During my visit to the SSP Annual Meeting this year I attended a session with the splendid title “Back to the Future of Digital-First Publishing: Where We Are and Where We Are Going”. The session, moderated by Bill Kasdorf, looked at how far the publishing industry had come since XML-first technology had first impacted production workflows back in the early 2000s. As a subject close to my professional heart, I was engrossed as Brian Cody, Randy Townsend and Charles O’Connor shared their views. Despite asking the panel a question at the end session, I was keen for more. So, I introduced myself to Charles and invited him to continue the conversation, which we did in June this year.

Patrick

As a fellow technology-based vendor, I was keen to talk to you and understand your view of the market and the pace of change. Particularly in a post-COVID era when many vendors, whose businesses rely more on low-cost labour than true technological innovation, came under pressure.

Charles

Well with low-cost labour as a back-up, you can come up with a 73% technological solution. So, something presented to an author within an online proofing system, when examined, is actually being mediated through a master copyeditor. These companies don’t have the impetus to take the tech solution where just content experts are working on it, because labour is cheap.

Patrick

But from a Publishers point of view, they often describe to me what I would call ‘old school’ problems; they would like to publish more quickly, more efficiently, with less errors and for less cost. It’s easy for me to respond to that and say XML can fix all of these things, but not only that – there’s a gestalt factor – you can also address the future of publishing. But this is often a bridge too far for production directors who are focused on the immediate need to get significant volumes of work off their desk. The status quo, of a labour-based services proposition, is still getting the job done.

Charles

Yes, scholarly publishing attracts people of a conservative nature, and it’s very often those who are interested in the communication and the language, so there can be resistance to taking on anything new that might be outside of that.
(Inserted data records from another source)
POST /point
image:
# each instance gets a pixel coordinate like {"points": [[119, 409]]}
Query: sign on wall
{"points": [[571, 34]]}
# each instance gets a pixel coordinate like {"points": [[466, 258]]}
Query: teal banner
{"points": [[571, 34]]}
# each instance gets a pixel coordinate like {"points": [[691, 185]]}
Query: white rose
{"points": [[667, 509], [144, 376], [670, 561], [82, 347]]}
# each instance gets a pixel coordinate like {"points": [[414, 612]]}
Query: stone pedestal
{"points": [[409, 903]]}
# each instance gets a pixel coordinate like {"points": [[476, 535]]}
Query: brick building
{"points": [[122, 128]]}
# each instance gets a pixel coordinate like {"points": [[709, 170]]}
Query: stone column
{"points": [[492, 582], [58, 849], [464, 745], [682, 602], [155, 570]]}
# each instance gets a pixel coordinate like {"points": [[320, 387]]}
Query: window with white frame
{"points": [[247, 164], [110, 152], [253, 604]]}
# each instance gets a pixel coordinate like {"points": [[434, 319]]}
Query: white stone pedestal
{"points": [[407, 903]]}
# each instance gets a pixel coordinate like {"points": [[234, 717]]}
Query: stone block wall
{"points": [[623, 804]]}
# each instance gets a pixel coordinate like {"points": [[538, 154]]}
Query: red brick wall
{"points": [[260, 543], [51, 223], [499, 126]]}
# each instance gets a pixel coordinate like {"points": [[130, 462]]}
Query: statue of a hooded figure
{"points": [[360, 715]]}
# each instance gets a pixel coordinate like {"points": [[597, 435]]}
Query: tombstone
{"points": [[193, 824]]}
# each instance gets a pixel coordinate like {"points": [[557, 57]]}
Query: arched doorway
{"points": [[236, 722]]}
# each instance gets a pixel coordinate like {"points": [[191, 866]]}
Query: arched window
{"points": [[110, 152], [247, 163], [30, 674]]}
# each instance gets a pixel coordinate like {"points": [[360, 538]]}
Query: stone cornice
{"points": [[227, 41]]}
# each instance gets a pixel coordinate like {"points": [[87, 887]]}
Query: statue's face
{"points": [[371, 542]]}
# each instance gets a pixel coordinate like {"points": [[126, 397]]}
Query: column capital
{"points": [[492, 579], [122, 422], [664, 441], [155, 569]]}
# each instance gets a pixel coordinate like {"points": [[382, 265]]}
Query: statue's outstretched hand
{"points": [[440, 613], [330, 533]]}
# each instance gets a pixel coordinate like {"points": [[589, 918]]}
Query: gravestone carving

I came up as a copyeditor using a red pencil on printed manuscripts. You would fix up the language, but you would also mark up an H1 heading, and give messages to the typesetter. I remember asking copyeditors to fix tagging for XML, using pre-copyedit software, and they would baulk “My job is to focus on the language, not prepare a manuscript for a workflow.” There are tremendous pockets of people within the publishing industry doing things as if it were 20 years ago.

Patrick

When, at a recent SSP event, I presented a slide which compared the publishing industry to Dr Jekyll and Mr Hyde, a member of the audience giggled. That audience member later wrote to me to explain that they recognised themselves and their organisation within that slide. They had been brought in to drive a transformational role, but found themselves in an organisation inherently resistant to it.

Societies and industries need to be comfortable with the technology they have before they can imagine the leap to new or adjacent technologies.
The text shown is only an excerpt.